What an AI brain taught me

This is the first article in a series of writings I'm doing with the help of one of my agents, created using the same strategy as the agent+Semantic , which is the service for creating agents specialized in research and content that Semântico SEO is offering to all those who want to create real content with the help of AI.

In this article, my agent and I investigated a series of videos from the channel “ 3Blue1Brown ,” which were very important to me in my quest to understand how LLMs work. The video series, called Neural Networks, offers a very deep insight into the central mechanisms of neural networks and large language models (LLMs), such as GPT-3.

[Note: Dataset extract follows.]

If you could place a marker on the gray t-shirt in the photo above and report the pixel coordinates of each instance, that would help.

A significant portion of the video content focuses on the structure and operation of Transformers, detailing the Attention mechanism, which is a process that allows word vectors to adjust their meanings based on context, through weight, query , key, and value matrices. When I understood how this works, it opened up a world of understanding and possibilities for how to interact with these models to obtain information , learn , generate content, and share knowledge with them.

And that spark is what gave rise to the Semantic+Agent and this series of articles.

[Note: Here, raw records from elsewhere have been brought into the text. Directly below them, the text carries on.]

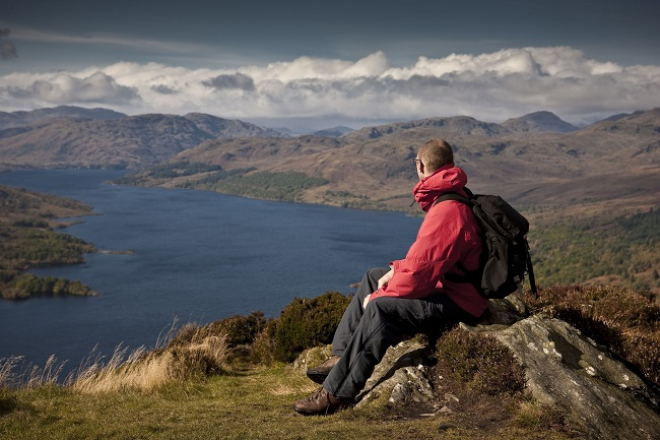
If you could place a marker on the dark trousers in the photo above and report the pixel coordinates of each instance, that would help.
(364, 335)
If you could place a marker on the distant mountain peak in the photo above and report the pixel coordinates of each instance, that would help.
(541, 121)
(337, 131)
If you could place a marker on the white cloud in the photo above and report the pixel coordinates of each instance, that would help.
(490, 87)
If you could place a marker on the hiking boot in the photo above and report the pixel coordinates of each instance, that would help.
(320, 402)
(320, 372)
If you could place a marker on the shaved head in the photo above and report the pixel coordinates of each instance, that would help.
(435, 154)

In this first text, I began by asking the model about the central concepts of the Transformer's attention mechanisms, and after some interactions, I decided to focus on the mechanism of progressive adjustment of incorporations and the richer contextual meaning that this process generates. I know, it seems complicated, and it really is, but I'll try to make things easier.

Contents

A response mechanism that doesn't have pre-set answers?

If you've interacted with a chatbot in the last two years, you might have had the feeling that it seems like magic. You ask a complex question and, in seconds, you receive a coherent and creative answer. Not that it's always right, but there's text there that makes sense .

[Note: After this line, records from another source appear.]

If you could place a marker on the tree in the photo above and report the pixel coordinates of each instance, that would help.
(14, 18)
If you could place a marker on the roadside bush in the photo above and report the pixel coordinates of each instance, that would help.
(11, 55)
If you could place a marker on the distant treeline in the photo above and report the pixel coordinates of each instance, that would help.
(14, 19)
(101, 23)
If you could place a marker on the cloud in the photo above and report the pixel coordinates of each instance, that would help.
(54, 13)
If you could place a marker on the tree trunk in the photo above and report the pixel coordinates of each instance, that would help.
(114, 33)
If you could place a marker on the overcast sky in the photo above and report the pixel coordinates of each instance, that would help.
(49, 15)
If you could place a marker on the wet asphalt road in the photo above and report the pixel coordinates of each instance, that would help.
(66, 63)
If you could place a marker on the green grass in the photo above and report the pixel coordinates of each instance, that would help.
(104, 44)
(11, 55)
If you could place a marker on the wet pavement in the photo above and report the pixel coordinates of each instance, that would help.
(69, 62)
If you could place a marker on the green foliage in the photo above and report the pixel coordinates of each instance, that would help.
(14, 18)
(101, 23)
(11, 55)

We might be tempted to imagine that what was generated came from an almost unintelligible jumble of words, but in reality it is much more coherent than that. There is an internal mechanism in Large-Scale Language Models (LLMs); in reality, it is a system with principles that echo concepts from information science—and I'm biased, but not exclusively.

But to understand how all this works, and to somehow relate it to our SEO work, I had to contain my curiosity and take it step by step. During the Q&A session with my agent, I learned that we can divide our understanding into six parts. That said, here are my notes on what I found.

My 6 surprising discoveries

Finding #1: A word doesn't have a meaning, it has a starting point.

At the beginning of the Transformer process, each word (or " token ") in the generated text receives a numeric vector, which is a long list of numbers called " embedding ." You've heard that word before, right? That's what it means. But the interesting finding here is that this initial embedding is identical for the same word, regardless of the context in which it appears. Did you know that? I didn't.

An example my agent gave me was this:

Consider the word "mole." In the phrases "the true American mole" and "perform a mole biopsy," the word has two semantically distinct meanings. However, in the first step of the model, the numerical vector for "mole" is exactly the same in both cases.

generic starting point in a gigantic space of meanings. This reminded me a lot of the concept of semantic field, and I started thinking about the size of the fields that the models create for each word they generate.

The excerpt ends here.